The runway surface of made up of asphalt. The runway is also not grooved so the operation remain critical during rain for heavy mid-sized aircraft during landings.

===Aids to landing and navigation===
For navigation and landing guidance, the aerodrome utilizes a Doppler Very High Frequency Omnidirectional Range (DVOR) collocated with Distance Measuring Equipment (DME) and a Non-Directional Beacon (NDB). Additionally, the airport has implemented satellite-based Performance-based Navigation (PBN), including RNP-AR (Required Navigation Performance) approach procedures.
===Ground Facilities ===
Ground facilities include a dedicated aviation fuel depot operated by the Nepal Oil Corporation, a passenger terminal recently upgraded to handle increased traffic, and a Category V Rescue and Fire Fighting (RFF) service. The apron provides parking capacity for up to four ATR-72 sized aircraft and additional smaller regional planes.
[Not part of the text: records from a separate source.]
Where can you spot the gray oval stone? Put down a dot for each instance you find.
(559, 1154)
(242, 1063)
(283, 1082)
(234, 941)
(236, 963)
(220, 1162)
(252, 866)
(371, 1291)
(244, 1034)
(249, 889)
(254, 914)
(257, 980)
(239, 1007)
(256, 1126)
==Airlines and destinations==

| Airlines | Destinations |
|---|---|
| Buddha Air | Kathmandu, Pokhara–International, Tumlingtar |
| Saurya Airlines | Kathmandu, Siddharthanagar |
| Shree Airlines | Kathmandu |
| Yeti Airlines | Kathmandu |

==Accidents and incidents==
- 10 June 1973(2030 jestha 28) – 1973 Nepal plane hijack: A Royal Nepal Airlines flight from Biratnagar to Kathmandu, operated by a de Havilland Canada DHC-6 Twin Otter (9N-ABB), was taken over by three hijackers of the Nepali Congress party who demanded money and escaped after landing in Bihar, India. None of the three crew and 18 passengers were injured.
- 18 November 1981, a Pilatus PC-6 (Porter & Turbo Porter) of Royal Nepal Airlines cashed after initial climb after it lost height. The fatalities included 1 crew and 9 passengers.
- In October 2021, the airport closed for four days due to flooding of runway by torrential rainfall.